Reviewing Peter Lillback's Book

Over the past couple of weeks, pseudo historian and doomsday practitioner Glenn Beck has been plugging a book entitled, George Washington's Sacred Fire. The book is written and published by a man named Peter Lillback, who passes himself off as a quasi-expert on all things relating to George Washington and religion.

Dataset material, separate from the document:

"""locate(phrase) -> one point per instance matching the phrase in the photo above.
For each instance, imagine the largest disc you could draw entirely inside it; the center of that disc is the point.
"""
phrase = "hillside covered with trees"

I first encountered Lillback's Sacred Fire a couple of years ago while in graduate school. Having read the book and debated it with several other historians, I am convinced that this book is an utter waste of time. Not only does it fall short of proving that Washington was a devout Christian (the basic goal of the book) but its prose is hard to follow, difficult to read and frankly boring. For those out there who may be interested in learning about George Washington's religion, this is NOT the book for you.

But don't take my word for it. Here is an excellent and brief review of Sacred Fire by historian Gregg Frazer:
I received my copy of Lillback’s book in the mail today. Obviously, it will take some time to do it justice, BUT: I turned to the chapters on communion to get a glimpse of his argument in that area. I am profoundly UNimpressed. It seems to me to be much smoke and not much “sacred fire.”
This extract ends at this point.